17 marzo 2015

La gente de la jet se casa en los Jerónimos

No le parece a usted, señor Umbral, que el señor Cuevas se está poniendo muy navideño con los decembrinos, o sea Nico y Antoñito? -me dice el cerillas del café. Bueno, es el tiempo de ello. Todo el mes es Navidad, al menos por la tele. A ese lo que pasa es que le duele en las carnes, y no como a Felipe González. Le paran el taller los curratas y se queda sin el pan de sus hijos. - 

¿Usted cree que los hijos del señor Cuevas comen pan? - Ahora por fiestas comerán jijona, que es lo suyo. Lo cual que el jijona de mi barrio, o sea Alcalá/Meco, lo hacen con cacahuetes en la Siena Pobre. - ¿Es que no le gusta a usted el edificio del señor Oiza en la M/30? - Antes de meterme en esa plaza de toros para presos, prefiero yo dormir aquí en el tenderete, debajo del bisontefield.
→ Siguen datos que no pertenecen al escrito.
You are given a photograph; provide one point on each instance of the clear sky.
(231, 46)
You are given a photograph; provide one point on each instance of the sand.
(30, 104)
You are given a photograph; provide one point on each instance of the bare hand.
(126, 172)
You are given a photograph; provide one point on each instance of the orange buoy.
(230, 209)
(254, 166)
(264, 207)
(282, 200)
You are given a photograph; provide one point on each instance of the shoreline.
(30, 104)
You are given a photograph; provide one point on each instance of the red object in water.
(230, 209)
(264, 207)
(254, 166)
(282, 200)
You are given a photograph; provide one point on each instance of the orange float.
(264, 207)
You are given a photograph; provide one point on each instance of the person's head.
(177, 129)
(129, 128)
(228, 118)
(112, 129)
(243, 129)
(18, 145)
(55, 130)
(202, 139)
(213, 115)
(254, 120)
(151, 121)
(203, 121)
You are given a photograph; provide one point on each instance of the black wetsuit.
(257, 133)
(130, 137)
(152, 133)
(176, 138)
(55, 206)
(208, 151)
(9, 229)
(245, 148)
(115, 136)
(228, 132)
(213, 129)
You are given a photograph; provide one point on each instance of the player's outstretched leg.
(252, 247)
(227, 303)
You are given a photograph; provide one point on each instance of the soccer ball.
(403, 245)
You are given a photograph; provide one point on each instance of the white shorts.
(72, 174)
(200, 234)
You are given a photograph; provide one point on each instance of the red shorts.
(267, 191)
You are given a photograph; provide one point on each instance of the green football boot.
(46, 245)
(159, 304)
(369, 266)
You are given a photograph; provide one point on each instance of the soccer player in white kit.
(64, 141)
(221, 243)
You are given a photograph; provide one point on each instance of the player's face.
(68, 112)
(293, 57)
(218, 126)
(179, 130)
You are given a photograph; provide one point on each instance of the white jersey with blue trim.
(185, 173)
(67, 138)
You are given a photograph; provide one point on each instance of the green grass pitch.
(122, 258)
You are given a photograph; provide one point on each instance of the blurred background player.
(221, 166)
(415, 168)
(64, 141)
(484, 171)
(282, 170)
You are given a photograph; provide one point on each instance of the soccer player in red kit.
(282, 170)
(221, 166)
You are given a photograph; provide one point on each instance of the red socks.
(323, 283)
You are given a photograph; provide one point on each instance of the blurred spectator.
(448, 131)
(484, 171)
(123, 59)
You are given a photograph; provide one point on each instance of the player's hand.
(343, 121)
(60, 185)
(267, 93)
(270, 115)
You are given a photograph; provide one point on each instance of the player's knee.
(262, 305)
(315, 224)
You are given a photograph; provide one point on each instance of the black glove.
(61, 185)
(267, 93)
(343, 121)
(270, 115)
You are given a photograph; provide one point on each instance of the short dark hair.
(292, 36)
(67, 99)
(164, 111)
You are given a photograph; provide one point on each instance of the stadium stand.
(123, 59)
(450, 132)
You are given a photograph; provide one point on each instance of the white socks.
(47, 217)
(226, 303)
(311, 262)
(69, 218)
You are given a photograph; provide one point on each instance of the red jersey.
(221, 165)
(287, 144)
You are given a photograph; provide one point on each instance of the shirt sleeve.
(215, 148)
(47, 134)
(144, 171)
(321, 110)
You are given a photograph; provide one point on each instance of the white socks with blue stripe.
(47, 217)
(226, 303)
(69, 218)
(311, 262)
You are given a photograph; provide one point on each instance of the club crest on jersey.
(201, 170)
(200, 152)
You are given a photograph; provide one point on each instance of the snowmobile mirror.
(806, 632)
Pero a ver si escribe usted una columna explicando lo de Cuevas y Nicolás Redondo, y le dan el Nobel, como al señor Cela, que caía por aquí cuando todavía no hablaba sueco, que ha pasado del taco al sueco en cuatro días. - 

Tampoco es eso. Lo que pasa es que Jorge Semprún le ha suspendido en castellano, y ahora va a empezar en sueco, a ver cómo le sale. - El castellano le sale muy bien al señor Semprún cuando habla en francés. - Si es que no hay como la lengua materna. - Por lo menos tenemos un ministro con idiomas, que los de Francisco Franco, o sea el Opus, sólo hablaban latín. - El Papa, o sea Wojtyla, también habla en latín, y mire usted la que ha liado en Polonia. - Si es que Walesa es un Nicorredondo que va a misa. ¿Usted ha visto alguna vez a Nicorredondo en misa? - 

Bueno, yo sólo voy a los Jerónimos cuando se casa alguien de la jet. - ¿Y quién se tira ahora a quién en eso de la jet, usted que se codea? - Entre la gente guapa nadie se tira a nadie. Sólo tienen romances para salir en las revistas. Si no, ¿de qué íbamos a vivir usted y yo, que nuestro oficio es vender periódicos? - Aquí en lo mío la política ya no vende, don Francisco. Ni lo del Muro ni aunque tiren el Kremlin y hagan apartamentos. Sólo venden los banqueros y las bragas, y por junto mejor que separados. - ¿Y Julio Iglesias? - Eso era antiguamente. Ahora el que vende es Mario Conde, que es un Gary Cooper a la brillantina. - Eso me parece que ya se lo he oído. - Es que yo me repito gratis y ustedes los periodistas cobran por repetirse. - Quien se repite es Felipe González. Nosotros no hacemos más que transmitir lo que dice. Va a resultar que se me ha hecho usted de la escuela literaria de la bodeguiya. - Soy de la escuela literaria del Gijón, los rojos de toda la vida. El Gijón tiene un siglo. - Y la bodeguiya cien años de honradez. - 

Más bien fueron cien años de soledad. - Eso me suena a un latinoché, Mario Vargas Llosa , que empezó de castrista y ahora va de presidente por la derecha/banana y los yanquis. - Ese fué Gabriel García Márquez. - ¿El de la CIA? - El de «Cien años de soledad». Tampoco creo que el señor Vargas sea de la CIA. - Pues será del FBI. O de James Bond. O de Rambo. O de Batman. - Lástima que sólo venda usted periódicos. Tendría que escribirlos. - Me persigue Semprún, don Francisco Umbral. Como le ocurre a Cela.